9,100 extra construction workers needed in Wales by 2027
Against a backdrop of economic challenge, rising materials and labour costs, new figures from the Construction Industry Training Board (CITB) reveal that 9,100 extra workers will be required to meet construction demand in Wales by 2027.
- 9,100 extra workers (1,820 a year) will be required to meet construction demand between now and 2027 in Wales
- Construction output is set to grow for all nations and regions, however, recession is expected in 2023 with slow growth returning in 2024
- Employment must grow by 1.6% annually to meet increasing demand
- The major sectors for demand are:
- private housing
- repair & maintenance
The report expects construction to remain a sector where there is demand for workers despite the current economic uncertainty. As a result, recruitment, training, development and upskilling remain key priorities for the industry for 2023 and beyond.

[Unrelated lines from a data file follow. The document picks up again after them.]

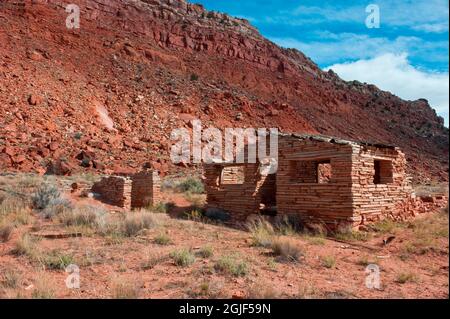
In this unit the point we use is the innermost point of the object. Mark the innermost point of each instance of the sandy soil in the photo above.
(116, 267)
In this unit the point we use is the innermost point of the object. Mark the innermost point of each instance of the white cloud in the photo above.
(334, 48)
(427, 13)
(432, 27)
(394, 73)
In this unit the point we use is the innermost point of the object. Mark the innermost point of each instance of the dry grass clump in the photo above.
(151, 259)
(427, 234)
(262, 290)
(85, 215)
(404, 278)
(230, 265)
(328, 261)
(44, 287)
(307, 291)
(162, 239)
(183, 257)
(6, 230)
(346, 233)
(11, 279)
(122, 288)
(286, 249)
(207, 288)
(45, 195)
(25, 246)
(14, 211)
(206, 251)
(262, 233)
(136, 222)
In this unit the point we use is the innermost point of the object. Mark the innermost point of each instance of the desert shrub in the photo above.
(152, 259)
(328, 261)
(366, 261)
(6, 230)
(11, 278)
(230, 265)
(196, 200)
(286, 249)
(403, 278)
(194, 215)
(261, 290)
(387, 226)
(346, 233)
(136, 222)
(122, 288)
(190, 185)
(307, 291)
(217, 215)
(44, 195)
(44, 287)
(25, 246)
(85, 215)
(262, 233)
(183, 257)
(56, 260)
(56, 207)
(206, 251)
(161, 208)
(162, 239)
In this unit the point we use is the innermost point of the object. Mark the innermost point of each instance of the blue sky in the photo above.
(408, 55)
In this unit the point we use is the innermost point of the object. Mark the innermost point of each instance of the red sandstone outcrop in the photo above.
(135, 70)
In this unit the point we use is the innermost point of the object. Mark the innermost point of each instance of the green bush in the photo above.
(162, 239)
(183, 257)
(44, 195)
(206, 251)
(286, 249)
(135, 222)
(191, 185)
(56, 207)
(229, 264)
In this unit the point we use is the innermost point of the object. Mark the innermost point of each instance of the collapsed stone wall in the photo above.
(373, 201)
(114, 190)
(145, 189)
(130, 192)
(322, 180)
(241, 198)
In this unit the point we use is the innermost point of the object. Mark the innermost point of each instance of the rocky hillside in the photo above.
(106, 96)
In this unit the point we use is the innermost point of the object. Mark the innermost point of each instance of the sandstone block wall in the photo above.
(242, 198)
(300, 193)
(114, 190)
(145, 189)
(130, 192)
(322, 180)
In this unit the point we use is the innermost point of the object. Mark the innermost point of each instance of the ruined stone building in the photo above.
(319, 179)
(130, 192)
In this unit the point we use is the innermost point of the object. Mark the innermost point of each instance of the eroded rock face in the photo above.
(151, 64)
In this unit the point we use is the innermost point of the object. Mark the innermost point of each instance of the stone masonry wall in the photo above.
(114, 190)
(240, 200)
(393, 197)
(145, 190)
(329, 202)
(130, 192)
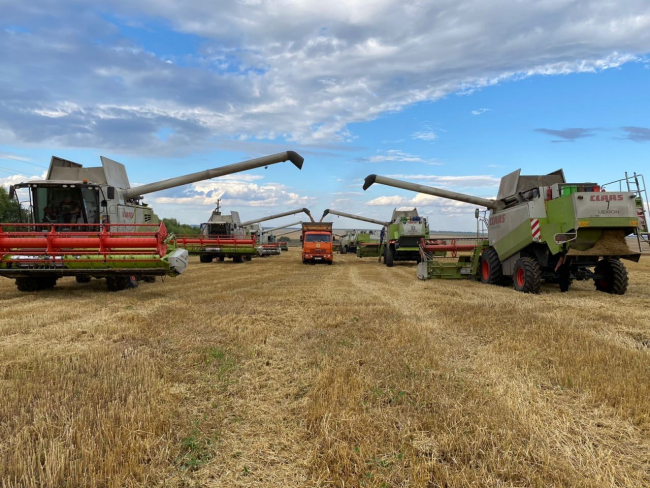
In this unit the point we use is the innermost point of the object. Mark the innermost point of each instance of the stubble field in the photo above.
(273, 373)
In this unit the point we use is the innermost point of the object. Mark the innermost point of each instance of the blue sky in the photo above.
(452, 95)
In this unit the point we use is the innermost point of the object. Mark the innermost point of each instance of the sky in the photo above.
(452, 94)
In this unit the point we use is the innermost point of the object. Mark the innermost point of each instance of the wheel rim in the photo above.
(485, 269)
(521, 277)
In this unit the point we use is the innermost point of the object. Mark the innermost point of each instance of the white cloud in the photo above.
(233, 194)
(304, 71)
(426, 135)
(388, 201)
(396, 155)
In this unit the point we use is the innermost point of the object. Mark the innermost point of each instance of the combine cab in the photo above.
(90, 223)
(542, 228)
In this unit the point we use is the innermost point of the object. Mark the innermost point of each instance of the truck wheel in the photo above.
(491, 271)
(389, 256)
(613, 277)
(528, 276)
(117, 283)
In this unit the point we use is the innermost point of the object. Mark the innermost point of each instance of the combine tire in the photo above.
(528, 276)
(389, 256)
(491, 271)
(35, 284)
(613, 277)
(117, 283)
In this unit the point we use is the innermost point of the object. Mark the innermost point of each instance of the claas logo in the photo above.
(497, 219)
(605, 197)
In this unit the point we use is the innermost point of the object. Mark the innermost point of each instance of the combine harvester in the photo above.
(221, 237)
(363, 243)
(541, 228)
(225, 236)
(89, 222)
(269, 245)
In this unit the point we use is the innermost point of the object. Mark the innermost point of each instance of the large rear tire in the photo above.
(528, 276)
(389, 256)
(614, 277)
(117, 283)
(491, 271)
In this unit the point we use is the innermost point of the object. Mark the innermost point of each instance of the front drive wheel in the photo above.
(613, 277)
(528, 276)
(491, 271)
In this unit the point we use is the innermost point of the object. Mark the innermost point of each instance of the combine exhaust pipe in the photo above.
(292, 156)
(430, 190)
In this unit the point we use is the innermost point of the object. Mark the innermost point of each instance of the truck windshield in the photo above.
(318, 238)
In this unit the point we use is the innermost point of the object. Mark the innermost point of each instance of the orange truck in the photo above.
(317, 244)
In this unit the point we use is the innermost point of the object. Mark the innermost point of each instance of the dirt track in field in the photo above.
(273, 373)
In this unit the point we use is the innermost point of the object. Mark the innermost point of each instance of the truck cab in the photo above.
(317, 245)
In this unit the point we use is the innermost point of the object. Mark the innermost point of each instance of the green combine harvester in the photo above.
(542, 228)
(90, 223)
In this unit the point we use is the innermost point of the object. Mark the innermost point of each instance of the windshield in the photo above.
(318, 238)
(66, 205)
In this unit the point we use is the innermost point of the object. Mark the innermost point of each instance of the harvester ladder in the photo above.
(636, 184)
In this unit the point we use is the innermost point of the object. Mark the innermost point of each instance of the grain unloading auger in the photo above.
(269, 246)
(363, 243)
(541, 228)
(89, 222)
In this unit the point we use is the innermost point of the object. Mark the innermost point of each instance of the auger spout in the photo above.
(292, 156)
(430, 190)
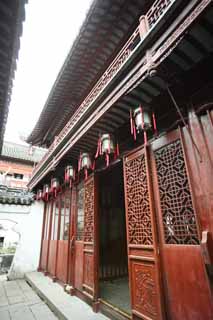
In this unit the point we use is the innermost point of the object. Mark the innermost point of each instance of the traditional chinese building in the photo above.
(17, 162)
(12, 15)
(127, 180)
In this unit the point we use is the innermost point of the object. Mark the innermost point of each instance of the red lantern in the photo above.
(39, 194)
(46, 191)
(106, 146)
(142, 119)
(69, 175)
(84, 163)
(55, 187)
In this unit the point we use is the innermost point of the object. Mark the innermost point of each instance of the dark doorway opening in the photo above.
(113, 275)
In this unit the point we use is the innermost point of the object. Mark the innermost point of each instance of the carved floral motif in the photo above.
(139, 215)
(178, 215)
(89, 212)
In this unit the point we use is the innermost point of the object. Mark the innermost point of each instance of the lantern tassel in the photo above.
(154, 124)
(134, 132)
(93, 166)
(85, 174)
(141, 111)
(79, 163)
(117, 150)
(107, 159)
(145, 138)
(131, 121)
(98, 149)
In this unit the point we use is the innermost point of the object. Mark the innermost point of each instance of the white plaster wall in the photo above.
(29, 226)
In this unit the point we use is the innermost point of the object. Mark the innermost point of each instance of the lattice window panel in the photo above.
(178, 215)
(138, 208)
(89, 212)
(80, 213)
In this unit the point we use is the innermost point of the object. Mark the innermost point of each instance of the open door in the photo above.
(86, 244)
(90, 251)
(144, 267)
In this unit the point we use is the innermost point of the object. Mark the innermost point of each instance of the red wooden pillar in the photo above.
(42, 234)
(71, 240)
(49, 236)
(57, 237)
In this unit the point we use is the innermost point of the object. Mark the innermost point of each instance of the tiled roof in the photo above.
(22, 152)
(106, 28)
(12, 15)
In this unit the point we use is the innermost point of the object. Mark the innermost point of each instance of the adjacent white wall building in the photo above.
(28, 225)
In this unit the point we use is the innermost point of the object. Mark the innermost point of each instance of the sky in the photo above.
(49, 30)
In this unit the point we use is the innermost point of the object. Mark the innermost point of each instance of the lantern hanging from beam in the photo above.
(39, 194)
(142, 119)
(106, 146)
(84, 163)
(46, 191)
(69, 175)
(55, 186)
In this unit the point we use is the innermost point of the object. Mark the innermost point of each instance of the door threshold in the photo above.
(115, 309)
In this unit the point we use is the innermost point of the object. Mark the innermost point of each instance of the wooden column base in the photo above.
(69, 289)
(96, 306)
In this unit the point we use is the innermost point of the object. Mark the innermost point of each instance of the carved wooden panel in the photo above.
(139, 219)
(179, 220)
(88, 270)
(146, 293)
(89, 211)
(144, 283)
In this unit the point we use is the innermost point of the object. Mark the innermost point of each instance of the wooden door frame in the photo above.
(133, 154)
(42, 234)
(49, 234)
(167, 139)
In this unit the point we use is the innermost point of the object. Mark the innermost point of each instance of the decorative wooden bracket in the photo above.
(207, 247)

CITB is responding by investing in apprenticeships, launching a range of targeted initiatives and working collaboratively with industry, to help construction have a skilled, competent, and inclusive workforce.
CITB Wales Engagement Director, Mark Bodger, said: “Construction is vital in developing and strengthening our regional and national economies, and while the industry will certainly face challenges heading into the new year, our report shows there is also a lot of opportunity within Wales.
“Despite the economic challenges, there is still huge demand for more workers in the industry, and it will become even more important to retain our current workforce over the next 18 months. There are a range of projects set to bring a steady stream of work into Wales this year, with one of the largest projects being the £590m Dowlais Top to Hirwaun section of the A465 Heads of the Valley Road, which will run through to the middle of 2025. The £1bn Shaping Swansea regeneration programme, the Welsh Government’s plans to decarbonise social housing and the development of a rail testing centre in Neath Port Talbot also present huge opportunity and will be major drivers for growth in Wales.
“Supporting the industry in attracting and retaining talent from right across Wales will be our main priority, with a particular focus on training routes. There’s no denying we have a major task ahead, but I feel inspired by the resilience shown over the last couple of years and look forward to supporting industry in emerging stronger when the recession ends.”
To help directly address these challenges and maximise the opportunities which will arise, CITB has invested almost £50m of Levy to support over 22,000 apprentices to help them join the industry; while grants have helped support over 16,000 learners to complete their qualifications.
Direct funding has provided grants over 269,000 training courses and in total £97m has been invested in grant funding by CITB, to make it as easy as possible for employers to recruit and retain their skilled workforce.
Further CITB initiatives include the recently launched employer network pilot project, creating localised solutions for funding and training and available to more than 3,800 levy-registered construction businesses across England, Scotland and Wales.
Through the support of established and experienced delivery partners, the pilot enables employers to recognise their training priorities and receive guidance on how best to find and fund the training most appropriate to them. In Wales, the pilot is being led by Cyfle Building Skills Ltd, with an initial focus on supporting construction employers from the south-west Wales area.
Across Wales, CITB’s network of Onsite Experience hubs are also creating more accessible routes into construction. By linking together employers, training providers and local authorities with prospective employees, the hubs provide a one-stop recruitment solution to help increase the talent pool.
Over the next three years, CITB’s investment of over £4m will provide thousands of people with invaluable onsite skills and experience, many of which will progress to sustained employment within construction.
Adam Jones, Brenig Construction, said: “One of the biggest challenges we have seen over the last few years is missing generations where we haven’t seen many people below the age of 40 coming into the industry. This has meant there is a lack of experienced people out there. The individuals we get through this scheme want to work in construction they are not using it as a stop gap. They are well vetted and committed to work.”